Deep learning inference with the Event Horizon Telescope

I. Calibration improvements and a comprehensive synthetic data library

¹ Department of Astrophysics, Institute for Mathematics, Astrophysics and Particle Physics (IMAPP), Radboud University, PO Box 9010, 6500 GL Nijmegen, The Netherlands
² Max-Planck-Institut für Radioastronomie, Auf dem Hügel 69, 53121 Bonn, Germany
³ Steward Observatory and Department of Astronomy, University of Arizona, 933 N. Cherry Ave., Tucson, AZ 85721, USA
⁴ Data Science Institute, University of Arizona, 1230 N. Cherry Ave., Tucson, AZ 85721, USA
⁵ Program in Applied Mathematics, University of Arizona, 617 N. Santa Rita Ave., Tucson, AZ 85721, USA
⁶ Department of Astrophysical Sciences, Peyton Hall, Princeton University, Princeton, NJ 08544, USA
⁷ Center for Astrophysics | Harvard & Smithsonian, 60 Garden Street, Cambridge, MA 02138, USA
⁸ Black Hole Initiative at Harvard University, 20 Garden Street, Cambridge, MA 02138, USA
⁹ Canadian Institute for Theoretical Astrophysics, University of Toronto, Toronto, ON M5S 3H8, Canada
¹⁰ David A. Dunlap Department of Astronomy, University of Toronto, 50 St. George Street, Toronto, ON M5S 3H4, Canada
¹¹ Department of Physics, University of Toronto, 60 St.

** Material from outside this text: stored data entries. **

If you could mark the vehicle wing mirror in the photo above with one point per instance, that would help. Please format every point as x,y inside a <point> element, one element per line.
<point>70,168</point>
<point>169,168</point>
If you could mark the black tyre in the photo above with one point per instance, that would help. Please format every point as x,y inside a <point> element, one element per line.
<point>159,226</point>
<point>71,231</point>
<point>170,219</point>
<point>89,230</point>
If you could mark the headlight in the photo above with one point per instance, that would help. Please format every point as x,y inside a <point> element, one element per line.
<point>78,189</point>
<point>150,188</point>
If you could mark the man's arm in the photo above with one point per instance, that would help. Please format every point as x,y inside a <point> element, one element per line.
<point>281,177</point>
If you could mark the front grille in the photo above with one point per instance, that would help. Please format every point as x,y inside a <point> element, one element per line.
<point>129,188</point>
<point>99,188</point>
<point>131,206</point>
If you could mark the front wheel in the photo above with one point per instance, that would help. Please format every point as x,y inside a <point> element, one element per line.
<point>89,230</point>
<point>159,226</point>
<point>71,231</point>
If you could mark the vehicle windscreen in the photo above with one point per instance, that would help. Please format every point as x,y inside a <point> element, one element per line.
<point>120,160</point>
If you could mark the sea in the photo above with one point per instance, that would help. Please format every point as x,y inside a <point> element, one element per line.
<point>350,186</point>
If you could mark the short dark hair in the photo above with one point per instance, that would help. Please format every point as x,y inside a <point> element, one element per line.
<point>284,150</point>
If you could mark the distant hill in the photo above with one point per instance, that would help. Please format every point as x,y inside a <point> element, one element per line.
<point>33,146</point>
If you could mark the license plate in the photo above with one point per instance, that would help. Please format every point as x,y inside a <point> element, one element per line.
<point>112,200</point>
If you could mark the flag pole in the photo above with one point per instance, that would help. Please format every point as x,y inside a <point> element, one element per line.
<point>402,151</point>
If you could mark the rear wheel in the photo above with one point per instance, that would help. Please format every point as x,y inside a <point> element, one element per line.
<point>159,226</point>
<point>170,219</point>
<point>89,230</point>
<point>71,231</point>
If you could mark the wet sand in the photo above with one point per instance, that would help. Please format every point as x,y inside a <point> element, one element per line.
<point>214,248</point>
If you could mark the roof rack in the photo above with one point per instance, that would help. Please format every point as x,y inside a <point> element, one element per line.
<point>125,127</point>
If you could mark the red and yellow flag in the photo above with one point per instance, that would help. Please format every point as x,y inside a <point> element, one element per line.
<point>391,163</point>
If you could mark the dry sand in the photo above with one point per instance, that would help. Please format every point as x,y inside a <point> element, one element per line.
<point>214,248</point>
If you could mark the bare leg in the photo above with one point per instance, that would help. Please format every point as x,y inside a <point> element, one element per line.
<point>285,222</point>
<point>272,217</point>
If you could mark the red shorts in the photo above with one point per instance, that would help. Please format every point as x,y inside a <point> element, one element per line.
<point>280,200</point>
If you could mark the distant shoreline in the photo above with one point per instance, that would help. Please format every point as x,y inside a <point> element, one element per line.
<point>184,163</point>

George Street, Toronto, ON M5S 1A7, Canada
¹² Perimeter Institute for Theoretical Physics, Waterloo, Ontario N2L 2Y5, Canada
¹³ University of Southern California – Information Sciences Institute, 4676 Admiralty Way, Suite 1001, Marina del Rey, CA 90292, USA
¹⁴ Instituto de Astrofísica de Andalucía-CSIC, Glorieta de la Astronomía s/n, 18008 Granada, Spain
¹⁵ Departamento de Matemática da Universidade de Aveiro and Centre for Research and Development in Mathematics and Applications (CIDMA), Campus de Santiago, 3810-193 Aveiro, Portugal

^★ Corresponding author: M.Janssen@astro.ru.nl

Received: 16 January 2025
Accepted: 7 April 2025

Abstract

Context. In a series of publications, we describe a comprehensive comparison of Event Horizon Telescope (EHT) data with theoretical models of the observed Sagittarius A* (Sgr A^*) and Messier 87* (M87^*) horizon-scale sources.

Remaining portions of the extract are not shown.